A 52-year-old woman, who was living away from her family, was found dead on the floor of the living room on the first floor of a house, which belonged to the man with whom she shared the residence. When her family visited her, she did not answer the door. Therefore, they contacted the police station and went to the house along with a police officer. She was found dead, lying face down, on the floor. Her clothes were found to be undisturbed, although press-through packages of flunitrazepam tablets (160 Silece, 2 mg/tablet) and strip packages of triazolam tablets (72 Halcion, 0.25 mg/tablet) were found strewn around the victim. The total amount of flunitrazepam and triazolam ingested was unknown, although the maximum amounts that she took were suggested to be 320 mg of flunitrazepam and 18 mg of triazolam. According to the information provided by her family, the victim was undergoing treatment for depression. An autopsy was performed 18 hours after the body was discovered, to determine the cause of death.

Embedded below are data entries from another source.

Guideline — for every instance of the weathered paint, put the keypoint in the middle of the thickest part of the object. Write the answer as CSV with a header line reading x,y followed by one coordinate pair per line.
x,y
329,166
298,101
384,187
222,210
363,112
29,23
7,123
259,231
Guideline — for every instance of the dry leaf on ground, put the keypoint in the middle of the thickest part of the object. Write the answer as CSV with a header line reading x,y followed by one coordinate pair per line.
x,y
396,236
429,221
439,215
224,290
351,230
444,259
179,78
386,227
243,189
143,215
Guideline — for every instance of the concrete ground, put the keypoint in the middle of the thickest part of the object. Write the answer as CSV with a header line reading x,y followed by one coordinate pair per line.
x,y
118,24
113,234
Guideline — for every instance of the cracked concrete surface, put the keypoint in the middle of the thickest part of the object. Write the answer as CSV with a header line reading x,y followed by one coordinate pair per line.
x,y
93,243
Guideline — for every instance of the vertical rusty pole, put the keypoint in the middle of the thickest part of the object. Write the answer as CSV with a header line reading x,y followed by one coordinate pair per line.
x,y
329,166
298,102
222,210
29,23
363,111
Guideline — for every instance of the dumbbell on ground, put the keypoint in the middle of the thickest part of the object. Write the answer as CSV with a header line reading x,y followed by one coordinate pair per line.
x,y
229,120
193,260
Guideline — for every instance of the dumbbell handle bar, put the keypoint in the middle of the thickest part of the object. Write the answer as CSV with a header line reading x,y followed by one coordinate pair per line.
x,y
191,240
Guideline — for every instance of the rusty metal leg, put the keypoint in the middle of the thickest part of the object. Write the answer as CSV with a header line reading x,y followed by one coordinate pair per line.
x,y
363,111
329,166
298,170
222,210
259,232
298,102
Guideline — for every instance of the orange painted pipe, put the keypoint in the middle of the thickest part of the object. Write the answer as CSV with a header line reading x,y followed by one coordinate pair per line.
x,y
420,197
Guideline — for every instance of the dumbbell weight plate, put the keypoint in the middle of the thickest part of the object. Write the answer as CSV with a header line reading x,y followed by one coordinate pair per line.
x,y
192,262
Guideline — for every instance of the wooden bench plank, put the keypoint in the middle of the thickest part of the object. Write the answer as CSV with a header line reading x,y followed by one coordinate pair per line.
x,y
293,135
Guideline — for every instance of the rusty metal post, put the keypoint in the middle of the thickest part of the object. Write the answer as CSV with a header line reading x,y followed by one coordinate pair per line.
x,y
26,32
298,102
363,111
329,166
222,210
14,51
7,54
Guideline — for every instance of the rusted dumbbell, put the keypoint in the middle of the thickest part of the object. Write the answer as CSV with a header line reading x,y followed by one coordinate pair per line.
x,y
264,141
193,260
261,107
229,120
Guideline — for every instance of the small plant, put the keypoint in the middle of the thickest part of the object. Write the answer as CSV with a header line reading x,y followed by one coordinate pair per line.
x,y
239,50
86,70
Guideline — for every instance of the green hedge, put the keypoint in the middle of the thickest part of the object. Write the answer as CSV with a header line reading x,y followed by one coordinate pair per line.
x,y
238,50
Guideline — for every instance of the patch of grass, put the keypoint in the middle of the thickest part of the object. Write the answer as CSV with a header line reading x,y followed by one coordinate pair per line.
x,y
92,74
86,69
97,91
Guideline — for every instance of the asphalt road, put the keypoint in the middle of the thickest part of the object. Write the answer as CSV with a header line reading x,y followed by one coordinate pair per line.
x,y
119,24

The woman’s height and weight were 149 cm and 44 kg, respectively. Postmortem rigidity was observed in the knee and foot joints. Postmortem hypostasis, dark red in color, was noted on the surface of the precordial region, side of the abdomen, and anterior crura. Discolorations and excoriations were observed on the unclothed parts—face, elbow, and knee. Several impressions of the edge of the carpet were observed on her face, left elbow, precordial region, and abdomen. Internally, congestion of blood vessels on the brain surface and moderate congestion of the blood vessels in the other organs were observed. A small amount of milky white mucus was observed in the trachea and bronchial tubes. Approximately 20 mL of greenish brown mucus was found in the stomach. Pathological investigations revealed signs of congestion in the brain, lungs, liver, and other organs. Both the lungs were congested and edematous, and the left lung showed infiltration of inflammatory cells.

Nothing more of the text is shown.